Chairman of the Commission of Enquiry into the Paria diving tragedy, Jerome Lynch, KC, said it is not part of the CoE’s remit to recommend prosecution.

Lynch made the statement on Friday, after Senior Counsel Ramesh Lawrence Maharaj recommended that both Paria and LMCS be prosecuted for breaches of the OSH Act.

Maharaj, during his closing statements, said a recommendation should be made to the Occupational Health and Safety Authority (OSHA) to prosecute both parties.

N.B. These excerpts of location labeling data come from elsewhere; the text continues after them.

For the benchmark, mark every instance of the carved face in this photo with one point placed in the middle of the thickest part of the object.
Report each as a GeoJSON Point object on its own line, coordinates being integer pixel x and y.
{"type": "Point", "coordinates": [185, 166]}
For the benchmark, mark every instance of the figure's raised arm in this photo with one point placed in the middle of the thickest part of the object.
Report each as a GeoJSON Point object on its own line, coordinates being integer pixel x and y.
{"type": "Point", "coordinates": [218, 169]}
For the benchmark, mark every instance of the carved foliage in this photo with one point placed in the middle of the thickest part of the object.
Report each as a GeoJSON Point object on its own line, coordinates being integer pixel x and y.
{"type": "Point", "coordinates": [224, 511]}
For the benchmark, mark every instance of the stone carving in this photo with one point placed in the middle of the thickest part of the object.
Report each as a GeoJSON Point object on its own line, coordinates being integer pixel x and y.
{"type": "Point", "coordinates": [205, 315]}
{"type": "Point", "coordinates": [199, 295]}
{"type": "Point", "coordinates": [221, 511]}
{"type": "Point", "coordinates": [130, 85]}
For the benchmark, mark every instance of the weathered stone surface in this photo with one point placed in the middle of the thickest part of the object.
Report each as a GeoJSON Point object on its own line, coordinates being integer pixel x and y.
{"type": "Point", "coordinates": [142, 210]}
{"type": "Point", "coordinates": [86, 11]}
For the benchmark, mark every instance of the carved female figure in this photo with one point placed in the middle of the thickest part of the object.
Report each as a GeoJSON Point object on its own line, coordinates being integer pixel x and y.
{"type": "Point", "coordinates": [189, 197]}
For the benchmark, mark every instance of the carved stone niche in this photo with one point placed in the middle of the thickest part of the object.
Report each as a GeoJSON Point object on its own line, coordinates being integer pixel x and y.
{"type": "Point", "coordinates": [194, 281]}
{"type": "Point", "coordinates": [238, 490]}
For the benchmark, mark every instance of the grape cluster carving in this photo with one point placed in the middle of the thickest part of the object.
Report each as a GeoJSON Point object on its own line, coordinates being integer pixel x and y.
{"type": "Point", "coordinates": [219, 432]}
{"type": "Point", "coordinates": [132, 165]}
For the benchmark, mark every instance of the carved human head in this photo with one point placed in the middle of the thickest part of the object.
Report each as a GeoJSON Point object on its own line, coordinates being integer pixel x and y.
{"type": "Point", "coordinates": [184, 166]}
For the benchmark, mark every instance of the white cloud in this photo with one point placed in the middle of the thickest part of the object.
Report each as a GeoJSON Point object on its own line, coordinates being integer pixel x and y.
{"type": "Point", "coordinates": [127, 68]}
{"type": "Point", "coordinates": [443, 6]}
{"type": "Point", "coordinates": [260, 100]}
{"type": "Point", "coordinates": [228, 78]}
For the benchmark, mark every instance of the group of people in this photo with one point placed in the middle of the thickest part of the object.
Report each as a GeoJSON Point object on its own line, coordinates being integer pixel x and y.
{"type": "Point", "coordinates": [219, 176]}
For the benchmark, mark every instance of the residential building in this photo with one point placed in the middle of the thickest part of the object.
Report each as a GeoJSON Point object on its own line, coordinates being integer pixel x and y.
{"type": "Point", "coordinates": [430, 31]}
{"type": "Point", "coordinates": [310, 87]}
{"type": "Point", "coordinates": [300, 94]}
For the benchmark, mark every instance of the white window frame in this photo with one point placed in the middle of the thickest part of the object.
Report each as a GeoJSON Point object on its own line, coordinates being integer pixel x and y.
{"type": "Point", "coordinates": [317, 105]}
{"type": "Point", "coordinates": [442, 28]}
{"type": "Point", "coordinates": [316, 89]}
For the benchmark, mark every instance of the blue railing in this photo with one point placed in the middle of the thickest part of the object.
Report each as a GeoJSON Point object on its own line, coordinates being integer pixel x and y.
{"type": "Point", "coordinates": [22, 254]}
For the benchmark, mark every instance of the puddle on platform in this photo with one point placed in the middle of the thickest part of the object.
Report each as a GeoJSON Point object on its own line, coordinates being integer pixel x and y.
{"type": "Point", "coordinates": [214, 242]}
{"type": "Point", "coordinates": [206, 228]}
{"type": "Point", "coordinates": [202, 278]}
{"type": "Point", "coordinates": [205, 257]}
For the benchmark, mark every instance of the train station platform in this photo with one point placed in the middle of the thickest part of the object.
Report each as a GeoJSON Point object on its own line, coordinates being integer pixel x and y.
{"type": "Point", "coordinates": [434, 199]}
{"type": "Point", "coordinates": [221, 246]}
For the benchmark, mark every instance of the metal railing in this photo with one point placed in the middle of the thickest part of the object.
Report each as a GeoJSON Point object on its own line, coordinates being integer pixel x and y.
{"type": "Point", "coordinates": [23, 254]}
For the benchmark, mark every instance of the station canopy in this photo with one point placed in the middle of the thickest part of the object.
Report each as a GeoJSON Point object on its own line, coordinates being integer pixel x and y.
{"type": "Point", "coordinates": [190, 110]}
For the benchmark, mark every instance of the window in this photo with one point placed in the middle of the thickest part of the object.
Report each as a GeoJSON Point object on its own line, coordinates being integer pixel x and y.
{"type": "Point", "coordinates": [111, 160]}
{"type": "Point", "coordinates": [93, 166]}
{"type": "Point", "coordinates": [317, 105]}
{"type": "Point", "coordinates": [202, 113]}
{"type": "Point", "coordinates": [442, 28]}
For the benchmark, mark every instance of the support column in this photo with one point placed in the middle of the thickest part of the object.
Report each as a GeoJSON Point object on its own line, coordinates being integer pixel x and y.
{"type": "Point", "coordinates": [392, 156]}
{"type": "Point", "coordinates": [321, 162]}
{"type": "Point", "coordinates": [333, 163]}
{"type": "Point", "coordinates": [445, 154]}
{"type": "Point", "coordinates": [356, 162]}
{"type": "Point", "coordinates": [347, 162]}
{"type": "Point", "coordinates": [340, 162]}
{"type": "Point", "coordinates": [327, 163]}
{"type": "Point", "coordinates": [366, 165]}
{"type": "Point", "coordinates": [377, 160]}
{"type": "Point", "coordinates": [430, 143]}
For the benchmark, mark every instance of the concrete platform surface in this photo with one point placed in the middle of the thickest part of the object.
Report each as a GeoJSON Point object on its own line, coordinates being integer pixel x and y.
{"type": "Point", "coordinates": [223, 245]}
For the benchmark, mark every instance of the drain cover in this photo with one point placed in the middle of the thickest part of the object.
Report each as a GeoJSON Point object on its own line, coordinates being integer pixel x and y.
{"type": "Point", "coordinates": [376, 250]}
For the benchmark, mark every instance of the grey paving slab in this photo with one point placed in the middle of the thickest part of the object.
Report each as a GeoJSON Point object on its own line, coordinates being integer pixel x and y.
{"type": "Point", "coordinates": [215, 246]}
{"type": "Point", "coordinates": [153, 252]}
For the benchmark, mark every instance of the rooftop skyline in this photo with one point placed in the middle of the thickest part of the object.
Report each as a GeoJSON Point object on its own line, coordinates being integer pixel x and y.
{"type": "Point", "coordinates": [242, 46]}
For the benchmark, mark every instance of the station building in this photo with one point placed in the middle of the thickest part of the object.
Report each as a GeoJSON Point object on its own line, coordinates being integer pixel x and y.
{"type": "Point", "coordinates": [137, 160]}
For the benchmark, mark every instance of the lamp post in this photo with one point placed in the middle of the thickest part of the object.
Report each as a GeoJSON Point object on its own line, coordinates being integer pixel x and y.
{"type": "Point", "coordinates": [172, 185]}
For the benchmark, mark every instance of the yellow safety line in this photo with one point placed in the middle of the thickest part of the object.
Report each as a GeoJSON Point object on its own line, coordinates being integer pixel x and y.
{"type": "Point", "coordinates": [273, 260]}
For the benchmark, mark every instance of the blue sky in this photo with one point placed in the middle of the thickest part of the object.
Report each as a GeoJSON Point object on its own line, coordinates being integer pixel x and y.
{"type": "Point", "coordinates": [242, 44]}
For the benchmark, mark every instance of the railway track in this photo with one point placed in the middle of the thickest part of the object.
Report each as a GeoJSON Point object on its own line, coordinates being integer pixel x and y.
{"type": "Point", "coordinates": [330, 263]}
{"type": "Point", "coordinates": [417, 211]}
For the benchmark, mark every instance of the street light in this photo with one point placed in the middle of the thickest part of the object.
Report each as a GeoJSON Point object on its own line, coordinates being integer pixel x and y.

The Commission is expected to deliver its completed report into the accident that claimed the lives of Fyzal Kurban, Yusuf Henry, Rishi Nagassar and Kazim Ali Jr to the President by April 30.

Maharaj said, “Having regard to OSHA’s preliminary report which suggested that both Paria and LMCS may be guilty of various offences under the OSH Act, the Commissioners may consider, based on the evidence, to recommend proceedings by OSHA.”

He said Section 91:2 of the OSH Act permits the authority to bring summary proceedings against those who have been found to have breached the act upon the advice of a Commission.

He said the act provides that these duties are also owed to visitors and people who may be affected by the operations or activities of the industrial establishment.

The Commission’s chairman, Lynch, said the Government must be made aware that there is a six-month window in which OSHA can bring charges before the Magistrates’ Court, so the final report can be made public within the timeframe.

“Any delay in disclosing the report generally and in particular to OSHA, may result in them being time-barred,” Lynch said.

Maharaj also noted the provision of the OSH Act which states that where a person is killed, injured or develops a disease because their employer breached the act, the employer should be liable to a fine of $100,000 or three years’ salary for the employee, whichever is greater.

Lynch noted that the sum was not “very much” and Maharaj agreed.

“We are recommending that this should be looked at, because the evidence here discloses breaches of the OSH Act,” Maharaj said.

Lynch, however, said: “All we can do is identify the facts and recommend, for example, either the DPP (Director of Public Prosecutions) or OSHA consider whether or not an offence has been disclosed. It is not part of our responsibility to say LMCS are guilty of a crime or Paria are guilty of some breach of the act.